The Texas Legislature has recently proposed a new rule that will limit health billing options. Lawmakers state the new law, scheduled to go into effect January 1, will help protect patients from surprise medical bills. But medical professionals have voiced concern the law may have unintended, negative consequences for patients.
What is the goal of this law?
Lawmakers have stated they intend Senate Bill 1264 to provide protection against surprise, out-of-network bills. If such a surprise were to occur, under this new law patients would arbitrate a fair bill with insurers and providers. However, such billing limitations could have unforeseen consequences for patients.
One example: what if a patient wants to seek care from an out-of-network physician for a scheduled procedure? What if a surgeon prefers to work with a particular anesthesiologist, but that professional is out-of-network? As written, the law may make it difficult for the health care professional to bill the patient.
Is there a solution to this potential problem?
To ease this process, the Texas Medical Board (TMB) has proposed a rule that would allow health care providers to send bills to patients who receive non-emergency care. This would include scheduled surgical procedures.
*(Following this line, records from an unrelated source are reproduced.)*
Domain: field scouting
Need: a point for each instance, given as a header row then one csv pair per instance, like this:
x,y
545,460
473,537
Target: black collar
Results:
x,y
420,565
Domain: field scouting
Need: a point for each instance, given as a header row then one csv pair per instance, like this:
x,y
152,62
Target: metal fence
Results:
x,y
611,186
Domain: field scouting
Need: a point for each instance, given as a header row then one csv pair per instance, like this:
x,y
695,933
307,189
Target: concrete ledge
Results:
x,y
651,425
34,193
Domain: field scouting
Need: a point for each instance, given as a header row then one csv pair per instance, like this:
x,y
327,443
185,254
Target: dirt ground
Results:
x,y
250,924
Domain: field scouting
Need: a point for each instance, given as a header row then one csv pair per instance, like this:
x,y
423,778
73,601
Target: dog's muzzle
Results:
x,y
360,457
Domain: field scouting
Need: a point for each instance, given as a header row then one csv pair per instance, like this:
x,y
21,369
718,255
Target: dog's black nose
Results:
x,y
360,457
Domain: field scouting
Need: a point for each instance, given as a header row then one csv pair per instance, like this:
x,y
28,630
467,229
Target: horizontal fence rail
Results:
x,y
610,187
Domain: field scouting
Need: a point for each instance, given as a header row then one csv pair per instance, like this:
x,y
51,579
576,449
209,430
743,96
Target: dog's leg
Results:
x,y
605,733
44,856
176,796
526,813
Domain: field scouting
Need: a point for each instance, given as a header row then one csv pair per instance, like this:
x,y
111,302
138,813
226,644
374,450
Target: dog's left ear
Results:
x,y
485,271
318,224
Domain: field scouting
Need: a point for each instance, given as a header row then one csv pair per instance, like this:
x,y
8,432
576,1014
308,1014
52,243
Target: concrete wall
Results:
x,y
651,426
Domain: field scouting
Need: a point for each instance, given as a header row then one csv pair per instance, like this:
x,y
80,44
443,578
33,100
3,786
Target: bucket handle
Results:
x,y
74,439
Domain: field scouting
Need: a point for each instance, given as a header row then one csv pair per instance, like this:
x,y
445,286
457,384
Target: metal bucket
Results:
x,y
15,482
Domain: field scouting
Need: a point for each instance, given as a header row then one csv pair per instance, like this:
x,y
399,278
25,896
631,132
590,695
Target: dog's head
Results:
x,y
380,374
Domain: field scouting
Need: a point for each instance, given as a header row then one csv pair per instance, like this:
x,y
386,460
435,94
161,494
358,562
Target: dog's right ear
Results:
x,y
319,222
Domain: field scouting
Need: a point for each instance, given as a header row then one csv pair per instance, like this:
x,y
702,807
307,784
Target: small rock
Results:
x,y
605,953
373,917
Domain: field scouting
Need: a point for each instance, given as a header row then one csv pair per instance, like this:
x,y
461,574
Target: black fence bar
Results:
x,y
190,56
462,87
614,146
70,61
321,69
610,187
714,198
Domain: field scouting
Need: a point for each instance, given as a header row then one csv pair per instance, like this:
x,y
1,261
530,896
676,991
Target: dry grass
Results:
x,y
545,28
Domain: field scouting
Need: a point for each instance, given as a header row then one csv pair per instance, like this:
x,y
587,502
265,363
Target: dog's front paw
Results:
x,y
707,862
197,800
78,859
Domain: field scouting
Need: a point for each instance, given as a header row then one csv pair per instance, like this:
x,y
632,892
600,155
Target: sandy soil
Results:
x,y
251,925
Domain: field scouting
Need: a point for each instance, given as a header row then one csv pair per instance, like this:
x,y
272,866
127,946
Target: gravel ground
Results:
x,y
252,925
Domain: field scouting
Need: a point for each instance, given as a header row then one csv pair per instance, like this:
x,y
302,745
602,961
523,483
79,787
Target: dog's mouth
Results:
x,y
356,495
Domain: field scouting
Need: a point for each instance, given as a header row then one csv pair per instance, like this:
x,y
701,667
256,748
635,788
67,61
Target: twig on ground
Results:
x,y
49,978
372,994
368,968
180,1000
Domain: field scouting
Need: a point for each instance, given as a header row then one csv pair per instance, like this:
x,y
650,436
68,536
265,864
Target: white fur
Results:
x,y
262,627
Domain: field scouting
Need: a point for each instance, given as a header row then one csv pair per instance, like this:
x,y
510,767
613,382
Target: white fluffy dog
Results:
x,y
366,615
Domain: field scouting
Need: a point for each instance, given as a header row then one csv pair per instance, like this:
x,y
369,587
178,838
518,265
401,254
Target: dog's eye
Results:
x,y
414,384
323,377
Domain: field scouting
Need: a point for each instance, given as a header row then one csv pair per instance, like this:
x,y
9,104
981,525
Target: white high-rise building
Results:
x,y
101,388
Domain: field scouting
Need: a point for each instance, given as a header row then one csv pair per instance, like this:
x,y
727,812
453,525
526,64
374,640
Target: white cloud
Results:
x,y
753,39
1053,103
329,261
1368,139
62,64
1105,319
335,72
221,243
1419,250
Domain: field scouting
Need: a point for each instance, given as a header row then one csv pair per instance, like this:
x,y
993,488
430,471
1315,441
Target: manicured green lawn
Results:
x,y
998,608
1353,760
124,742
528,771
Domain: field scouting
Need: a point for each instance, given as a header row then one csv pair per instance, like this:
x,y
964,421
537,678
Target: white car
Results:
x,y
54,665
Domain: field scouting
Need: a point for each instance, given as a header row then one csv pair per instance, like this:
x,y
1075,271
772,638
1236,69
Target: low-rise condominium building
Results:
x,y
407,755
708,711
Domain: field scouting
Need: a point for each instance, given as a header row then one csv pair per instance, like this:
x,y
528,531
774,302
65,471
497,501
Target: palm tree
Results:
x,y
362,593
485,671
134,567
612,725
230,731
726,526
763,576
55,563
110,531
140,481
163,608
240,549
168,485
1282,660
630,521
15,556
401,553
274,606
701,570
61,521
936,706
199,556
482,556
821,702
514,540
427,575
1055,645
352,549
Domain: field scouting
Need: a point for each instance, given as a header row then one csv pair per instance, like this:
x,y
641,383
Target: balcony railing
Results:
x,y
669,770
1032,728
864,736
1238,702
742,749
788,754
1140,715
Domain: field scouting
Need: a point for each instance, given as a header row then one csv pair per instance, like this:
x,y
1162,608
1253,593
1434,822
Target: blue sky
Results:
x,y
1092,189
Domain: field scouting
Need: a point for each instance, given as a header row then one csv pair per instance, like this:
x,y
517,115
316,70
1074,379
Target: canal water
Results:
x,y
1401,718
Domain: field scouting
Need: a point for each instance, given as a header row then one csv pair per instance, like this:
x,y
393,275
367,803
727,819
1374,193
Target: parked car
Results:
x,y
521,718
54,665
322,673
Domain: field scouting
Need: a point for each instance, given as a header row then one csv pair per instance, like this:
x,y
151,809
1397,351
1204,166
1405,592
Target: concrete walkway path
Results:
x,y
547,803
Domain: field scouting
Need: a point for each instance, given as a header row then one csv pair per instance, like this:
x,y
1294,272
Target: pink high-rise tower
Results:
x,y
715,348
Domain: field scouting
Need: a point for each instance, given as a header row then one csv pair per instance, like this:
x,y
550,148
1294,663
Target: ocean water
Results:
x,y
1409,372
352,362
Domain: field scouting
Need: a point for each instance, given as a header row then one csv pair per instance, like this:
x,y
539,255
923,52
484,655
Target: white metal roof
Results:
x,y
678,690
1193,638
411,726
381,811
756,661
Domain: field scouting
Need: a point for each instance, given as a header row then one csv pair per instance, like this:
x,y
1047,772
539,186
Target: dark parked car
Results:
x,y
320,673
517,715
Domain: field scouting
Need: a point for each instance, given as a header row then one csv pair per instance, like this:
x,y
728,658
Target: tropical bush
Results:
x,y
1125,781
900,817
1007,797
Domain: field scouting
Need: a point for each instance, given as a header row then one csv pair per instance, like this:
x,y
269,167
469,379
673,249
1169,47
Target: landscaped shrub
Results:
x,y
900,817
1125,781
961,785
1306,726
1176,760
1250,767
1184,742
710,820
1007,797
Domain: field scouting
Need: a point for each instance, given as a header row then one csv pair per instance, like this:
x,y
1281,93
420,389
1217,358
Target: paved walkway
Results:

The rule achieves this goal by making the most of an exception that is already a part of the law. SB 1264 already allows patients to knowingly receive out-of-network, nonemergency care in specific situations if the patient signs a waiver. The TMB’s proposal extends this exception to cover a greater number of situations, such as those noted above.
The proposed rules are still under discussion and it is unclear if they will go through. We will provide updates as they become available.
Is there a broader lesson here?
Physicians must do more than just provide quality care for patients. They must navigate the laws that impact their practice. Those who find themselves accused of violating these laws are wise to seek legal counsel to better ensure their interests are protected.